# Looking for Bob Treat's Snow Creek RR



## CCSII (Jan 3, 2008)

Recently some publication had a nice article about this RR that included a track plan and an over-all photo. Can you tell me what date and pub. it was? Many thanks


Charley


----------



## Randy Stone (Jan 2, 2008)

I believe it was the April 2007 Issue. 

http://www.trains.com/grw/default.aspx?c=a&id=235 


Randy


----------



## CCSII (Jan 3, 2008)

I've got that issue and it does not have "Snow Creek" in it. Not sure what GR means by the info at your link. 

Thanks 

Charley


----------



## Greg Elmassian (Jan 3, 2008)

The date shown when you follow the link is 2006, not 2007 

It sort of seems to say that the photos are only available on the web. 

Regards, Greg


----------



## CCSII (Jan 3, 2008)

If you go to the April 2006 issue table of contents, there is no mention of Bob's railroad.


----------



## joe rusz (Jan 3, 2008)

Charley, the most bvious story on BobTreat's Snow Creek Railway is in the February 2005 issue of GR. It's featured on the cover and in an extensive spread. However, over the past few years, Bob has done articles on making rocks out of cement (crumple up aluminum foil, put it in a hole in the ground, pour in concrete mix, let dry), although I don't recall when. I have GR going back a while, but good luck trying to find a particular issue. 

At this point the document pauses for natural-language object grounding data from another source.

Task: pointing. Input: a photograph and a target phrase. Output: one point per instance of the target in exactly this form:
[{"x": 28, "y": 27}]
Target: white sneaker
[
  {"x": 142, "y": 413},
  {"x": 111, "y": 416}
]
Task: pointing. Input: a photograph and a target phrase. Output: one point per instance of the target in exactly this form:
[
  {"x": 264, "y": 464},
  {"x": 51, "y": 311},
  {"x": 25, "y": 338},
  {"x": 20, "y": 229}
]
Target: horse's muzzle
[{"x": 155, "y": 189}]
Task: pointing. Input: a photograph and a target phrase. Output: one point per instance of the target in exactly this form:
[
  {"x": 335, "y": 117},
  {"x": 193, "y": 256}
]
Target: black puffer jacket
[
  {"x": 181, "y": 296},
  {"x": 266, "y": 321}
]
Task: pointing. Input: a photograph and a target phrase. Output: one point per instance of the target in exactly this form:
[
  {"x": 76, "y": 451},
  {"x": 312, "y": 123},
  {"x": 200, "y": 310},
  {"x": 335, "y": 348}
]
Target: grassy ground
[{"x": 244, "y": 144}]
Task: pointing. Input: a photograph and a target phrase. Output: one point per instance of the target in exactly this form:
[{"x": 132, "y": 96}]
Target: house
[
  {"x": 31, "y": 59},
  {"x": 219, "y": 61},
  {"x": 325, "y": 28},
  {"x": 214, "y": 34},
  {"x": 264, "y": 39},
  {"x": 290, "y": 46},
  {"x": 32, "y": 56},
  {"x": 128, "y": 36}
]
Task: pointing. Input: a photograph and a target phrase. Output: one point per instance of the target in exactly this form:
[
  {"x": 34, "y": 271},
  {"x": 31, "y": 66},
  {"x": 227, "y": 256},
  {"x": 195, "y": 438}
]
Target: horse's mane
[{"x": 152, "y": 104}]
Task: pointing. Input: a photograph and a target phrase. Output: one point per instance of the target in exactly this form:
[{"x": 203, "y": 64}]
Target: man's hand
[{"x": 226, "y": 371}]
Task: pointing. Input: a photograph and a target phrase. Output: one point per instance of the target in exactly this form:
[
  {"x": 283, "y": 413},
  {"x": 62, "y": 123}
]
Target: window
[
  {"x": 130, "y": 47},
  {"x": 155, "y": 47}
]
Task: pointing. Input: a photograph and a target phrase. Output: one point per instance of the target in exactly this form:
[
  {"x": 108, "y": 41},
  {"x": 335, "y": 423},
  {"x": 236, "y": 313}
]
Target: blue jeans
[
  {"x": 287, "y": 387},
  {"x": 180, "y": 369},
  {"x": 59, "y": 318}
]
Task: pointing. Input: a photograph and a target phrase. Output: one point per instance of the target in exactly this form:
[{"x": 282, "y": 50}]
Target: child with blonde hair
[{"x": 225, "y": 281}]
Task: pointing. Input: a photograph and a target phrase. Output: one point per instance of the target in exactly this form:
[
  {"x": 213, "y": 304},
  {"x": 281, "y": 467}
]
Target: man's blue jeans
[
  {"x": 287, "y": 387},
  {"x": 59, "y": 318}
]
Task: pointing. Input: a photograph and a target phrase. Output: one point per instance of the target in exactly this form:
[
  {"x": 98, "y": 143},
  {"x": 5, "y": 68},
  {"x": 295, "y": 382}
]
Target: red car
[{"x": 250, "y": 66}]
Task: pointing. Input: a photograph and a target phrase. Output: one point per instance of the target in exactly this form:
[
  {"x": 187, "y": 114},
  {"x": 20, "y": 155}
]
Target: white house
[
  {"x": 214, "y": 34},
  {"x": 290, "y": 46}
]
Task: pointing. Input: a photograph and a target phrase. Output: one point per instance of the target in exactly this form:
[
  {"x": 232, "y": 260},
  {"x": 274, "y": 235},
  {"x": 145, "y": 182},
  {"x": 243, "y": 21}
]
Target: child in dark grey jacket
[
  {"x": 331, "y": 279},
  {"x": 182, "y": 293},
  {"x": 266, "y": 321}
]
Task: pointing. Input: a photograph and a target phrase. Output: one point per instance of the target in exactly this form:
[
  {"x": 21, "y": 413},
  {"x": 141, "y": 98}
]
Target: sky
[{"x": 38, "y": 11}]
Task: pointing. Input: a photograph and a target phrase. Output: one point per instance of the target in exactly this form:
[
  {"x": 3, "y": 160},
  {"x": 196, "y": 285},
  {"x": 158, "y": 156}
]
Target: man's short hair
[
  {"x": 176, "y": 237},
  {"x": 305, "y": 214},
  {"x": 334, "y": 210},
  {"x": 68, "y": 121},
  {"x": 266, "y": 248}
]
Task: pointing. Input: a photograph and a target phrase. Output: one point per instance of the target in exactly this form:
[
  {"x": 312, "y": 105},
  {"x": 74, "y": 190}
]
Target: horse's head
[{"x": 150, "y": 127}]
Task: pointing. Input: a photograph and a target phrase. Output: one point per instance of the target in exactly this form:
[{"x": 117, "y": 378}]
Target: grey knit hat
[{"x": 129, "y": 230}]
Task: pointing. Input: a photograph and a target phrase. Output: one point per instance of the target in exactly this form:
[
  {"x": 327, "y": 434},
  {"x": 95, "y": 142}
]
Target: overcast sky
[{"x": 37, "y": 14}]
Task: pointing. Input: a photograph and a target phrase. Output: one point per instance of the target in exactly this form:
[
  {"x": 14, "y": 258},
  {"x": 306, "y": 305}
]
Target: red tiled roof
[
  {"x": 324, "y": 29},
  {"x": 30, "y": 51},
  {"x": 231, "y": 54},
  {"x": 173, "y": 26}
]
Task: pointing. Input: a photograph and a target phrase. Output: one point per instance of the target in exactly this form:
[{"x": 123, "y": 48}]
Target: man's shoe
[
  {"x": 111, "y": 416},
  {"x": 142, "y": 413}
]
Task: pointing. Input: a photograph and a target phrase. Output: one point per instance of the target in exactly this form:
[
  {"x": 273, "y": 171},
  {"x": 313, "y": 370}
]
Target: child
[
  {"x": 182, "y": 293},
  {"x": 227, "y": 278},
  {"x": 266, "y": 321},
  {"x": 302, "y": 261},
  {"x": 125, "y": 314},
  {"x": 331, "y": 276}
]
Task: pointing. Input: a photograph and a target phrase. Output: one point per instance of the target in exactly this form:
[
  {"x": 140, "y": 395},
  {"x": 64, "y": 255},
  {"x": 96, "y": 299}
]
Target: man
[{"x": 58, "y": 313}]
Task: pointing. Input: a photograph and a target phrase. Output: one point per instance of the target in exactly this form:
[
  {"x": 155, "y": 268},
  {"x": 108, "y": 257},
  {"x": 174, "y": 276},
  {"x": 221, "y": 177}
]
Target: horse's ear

Also, Bob railway has been featured in MR, I think, but again, without digging through hundreds of back issues, I don't recall when. Did you Google every possibible combination of Bob Treat, Snow Creek, modeling, etc? 

Of course you could try calling him (he may be in the San Diego phone book). Or call MR or GR. It would be easier for them to search their electronic data base than it would be to plow through countless back issues. 

BTW, while looking for the issue you sought, I came across a whole stack of 2008 issues that had some great stories. I totally forgot about them, and now I can reread them and enjoy them anew. See, that's why I love my magazines.


----------



## toddalin (Jan 4, 2008)

He did an open house just about a month ago for the Cajon Division of the NMRA. They have a Yahoo group that he was advertised on recenttly for it.


----------



## wigginsn (Jan 9, 2008)

The concrete rock article was in GR, Aug 2001. 

No track plan but some very nice shots 

Cheers 
Neil


----------



## CCSII (Jan 3, 2008)

Thanks all. 

The Feb 2005 back issue contents list the SCRR so I have ordered a copy. 

Charley


----------